Surrogates and noncharacters

Sat May 9 09:26:34 CDT 2015

On Sat, 9 May 2015 15:11:51 +0200
Philippe Verdy <verdy_p at wanadoo.fr> wrote:

> Except that you are explaining something else. You are speaking about
> "Unicode strings" which are bound to a given UTF, I was speaking ONLY
> about "16-bit strings" which were NOT bound to Unicode (and did not
> have to).

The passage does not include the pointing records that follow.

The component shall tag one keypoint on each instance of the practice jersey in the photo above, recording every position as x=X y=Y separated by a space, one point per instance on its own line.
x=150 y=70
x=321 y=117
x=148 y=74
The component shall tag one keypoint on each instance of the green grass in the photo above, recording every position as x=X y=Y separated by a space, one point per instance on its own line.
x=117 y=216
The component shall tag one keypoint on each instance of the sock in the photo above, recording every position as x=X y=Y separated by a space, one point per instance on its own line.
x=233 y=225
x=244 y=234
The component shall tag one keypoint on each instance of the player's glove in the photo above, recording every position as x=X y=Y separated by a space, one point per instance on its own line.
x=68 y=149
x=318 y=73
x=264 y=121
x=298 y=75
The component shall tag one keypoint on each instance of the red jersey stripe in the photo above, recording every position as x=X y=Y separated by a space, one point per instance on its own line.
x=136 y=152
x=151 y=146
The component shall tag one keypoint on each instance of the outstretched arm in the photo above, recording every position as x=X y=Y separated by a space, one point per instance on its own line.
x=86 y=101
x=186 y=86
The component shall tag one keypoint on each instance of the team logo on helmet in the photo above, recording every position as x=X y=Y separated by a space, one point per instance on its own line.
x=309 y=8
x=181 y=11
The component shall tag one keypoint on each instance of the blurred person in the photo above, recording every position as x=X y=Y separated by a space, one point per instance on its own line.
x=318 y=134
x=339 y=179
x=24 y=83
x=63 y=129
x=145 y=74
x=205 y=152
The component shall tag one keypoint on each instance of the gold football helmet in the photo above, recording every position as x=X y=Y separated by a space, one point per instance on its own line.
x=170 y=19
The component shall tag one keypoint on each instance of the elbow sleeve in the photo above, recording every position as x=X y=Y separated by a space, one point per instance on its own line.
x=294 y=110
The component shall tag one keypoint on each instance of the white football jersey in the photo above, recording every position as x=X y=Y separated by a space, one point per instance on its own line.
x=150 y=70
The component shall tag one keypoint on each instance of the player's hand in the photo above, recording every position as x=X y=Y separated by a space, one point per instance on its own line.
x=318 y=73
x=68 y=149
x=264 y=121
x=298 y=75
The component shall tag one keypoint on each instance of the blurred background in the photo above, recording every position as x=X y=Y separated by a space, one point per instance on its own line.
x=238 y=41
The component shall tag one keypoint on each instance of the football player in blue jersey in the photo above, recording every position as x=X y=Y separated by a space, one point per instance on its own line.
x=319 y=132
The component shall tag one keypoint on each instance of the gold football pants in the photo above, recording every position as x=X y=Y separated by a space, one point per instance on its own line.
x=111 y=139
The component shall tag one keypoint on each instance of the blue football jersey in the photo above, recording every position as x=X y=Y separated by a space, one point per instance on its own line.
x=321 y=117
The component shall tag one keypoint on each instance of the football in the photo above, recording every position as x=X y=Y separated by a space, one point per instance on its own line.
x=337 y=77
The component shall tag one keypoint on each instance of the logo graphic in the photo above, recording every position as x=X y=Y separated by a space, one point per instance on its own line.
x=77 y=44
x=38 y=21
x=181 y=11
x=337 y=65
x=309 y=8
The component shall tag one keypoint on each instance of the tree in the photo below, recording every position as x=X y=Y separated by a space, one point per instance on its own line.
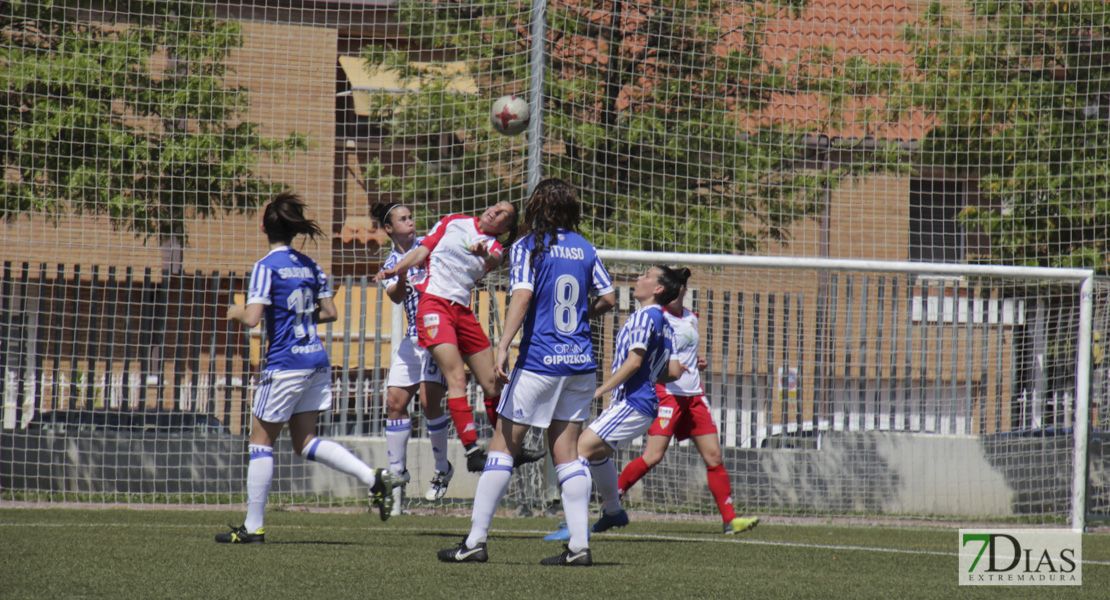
x=1022 y=102
x=130 y=120
x=651 y=109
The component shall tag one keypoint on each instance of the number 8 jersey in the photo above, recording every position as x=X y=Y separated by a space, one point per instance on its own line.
x=556 y=327
x=289 y=284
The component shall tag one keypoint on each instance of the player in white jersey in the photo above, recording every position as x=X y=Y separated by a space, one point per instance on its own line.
x=412 y=367
x=457 y=253
x=684 y=414
x=292 y=292
x=554 y=270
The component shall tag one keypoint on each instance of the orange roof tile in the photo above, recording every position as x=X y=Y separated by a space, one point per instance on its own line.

So TUS is compeltely not relevant here I have NOT written
> "Unicode 16-bit strings", only "16-bit strings" and I clearly opposed
> the two DISTINCT concepts in the SAME sentence so that no confusion
> was possible.

The long sentence of yours I am responding to is:

"And here you're wrong: a 16-bit string is just a sequence of arbitrary
16-bit code units, but an Unicode string (whatever the size of its code
units) adds restrictions for validity (the only restriction being in
fact that surrogates (when present in 16-bit strings, i.e. UTF-16) must
be paired, and in 32-bit (UTF-32) and 8-bit (UTF-8) strings, surrogates
are forbidden."

The point I made is that every string of 16-bit values is (valid
as) a Unicode string.  Do you accept that?  If not, please exhibit a
counter-example.

In particular, I claim that all 6 permutations of <D800, 0054, DCC1>
are Unicode strings, but that only two, namely <D800, DCC1, 0054> and
<0054, D800, DCC1>, are UTF-16 strings.

Richard.